Bien sûr, la personnalité juridique dont elle dispose lui permet d’en imposer aux pays membres15. Mais en associant 27 Etats, parmi lesquels un grand nombre des principales puissances mondiales, l’Union européenne dispose désormais d’une personnalité politique - l’Europe - qui devrait lui donner les moyens d’exister plus largement et d’agir vers le reste du monde, à condition de réformer son acception de la puissance. Elle concentre une position mondiale incontournable et forme, à défaut d’un Etat, une unité de civilisation qui soude ses participants autour d’un passé, de valeurs et de grands intérêts communs. Pourtant, l’extension du principe communautaire a surtout assujetti un nombre grandissant de compétences européennes à des procédures lourdes et complexes. Et l’effort de convergence n’a aboutit qu’à une volonté européenne assez limitée. Enferrés dans les procédures et les enjeux internes, les Européens n’ont exprimé de volonté qu’à l’égard d’eux-mêmes et trop peu en direction du monde. Si bien qu’après de premières décennies prometteuses, les années 1990 et 2000 ont donné matière et argument à un discours relativiste, voire « décliniste », sur la puissance européenne et, pour le moins, à un scepticisme grandissant. Bien sûr, la propension des Etats-Unis à jouer seuls sur la scène internationale après les attentats de 2001 et surtout l’émergence fulgurante de la Chine ont contribué à relativiser le poids de l’Europe dans le monde et ont pu nourrir de tels sentiments. Mais la promesse des traités d’aboutir à Union européenne-puissance n’a pas été tenue. La puissance européenne, si elle demeure l’objectif principal, est à rechercher ailleurs et à promouvoir différemment.
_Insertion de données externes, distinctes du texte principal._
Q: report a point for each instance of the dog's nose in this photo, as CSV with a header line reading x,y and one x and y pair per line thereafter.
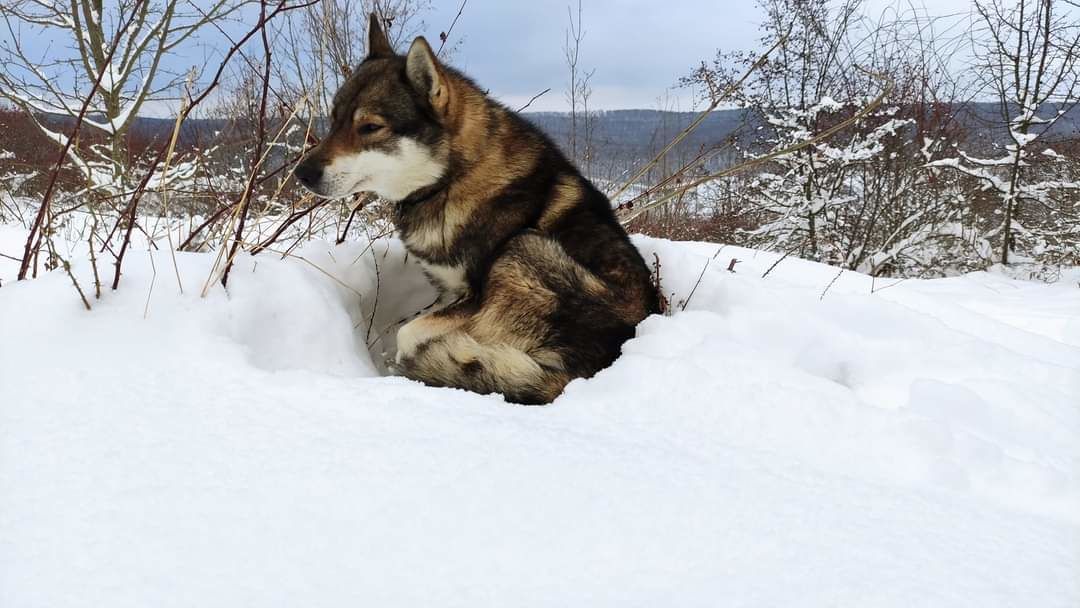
x,y
308,173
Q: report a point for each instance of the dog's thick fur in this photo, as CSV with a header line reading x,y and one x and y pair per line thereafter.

Les grands événements internationaux récents et les urgences qu’ils suscitent ont découvert de nouveaux modes de fonctionnement. Quand l’Union européenne semble empêtrée dans le jeu international où cohabitent de grandes puissances souveraines, les puissances européennes apparaissent plus mobiles et réactives. La crise géorgienne de l’été 2008, la gestion de la crise financière ou de la dette grecque ont clairement exposé cette réalité. L’Europe a-t-elle perdue à cette concertation intergouvernementale ? Au contraire, l’unité institutionnelle est confortée par l’affirmation hiérarchique du Conseil européen sur la Commission et une volonté européenne univoque s’est exprimée à chacune de ces occasions. Les puissances européennes sont désormais conscientes de leurs intérêts mutuels. Leur ancienne concurrence s’estompe ou se relativise dans un monde où d’autres concurrences s’affirment. 
 

En définitive, il ne suffit pas à l’Europe de cumuler des critères objectifs de puissance, il faut les faire donner ; sans quoi la puissance n’est rien. Après l’élargissement, l’Europe-puissance ne peut plus être réduite à la seule Europe-organisation qu’est l’Union européenne. L’Europe-puissance ne signifie d’ailleurs pas que l’Union européenne devienne une grande puissance en tant que telle mais que l’Europe demeure et s’affirme comme un des tous premiers pôles de puissances. Au début du XXIe siècle, la concurrence des puissances européennes a changé de nature. Le temps n’est plus à leur dispersion et à leur concurrence dans les quatre parties du monde comme à l’âge des empires coloniaux. Elles ne s’entravent plus les unes les autres mais sont mobilisées par des concurrences extérieures bien plus fortes qui s’imposent à elles. Elles forment un véritable pôle de puissances. L’Europe-puissance n’est pas seulement une agrégation mais bien davantage un réseau de puissances. Ainsi, l’union des Européens est progressivement devenue un intérêt commun et n’est donc plus nécessairement soumise à une intégration institutionnelle. Les Européens perdraient beaucoup de temps, d’énergie et d’efficacité à méconnaître cette réalité et à s’évertuer à échafauder une puissance unique.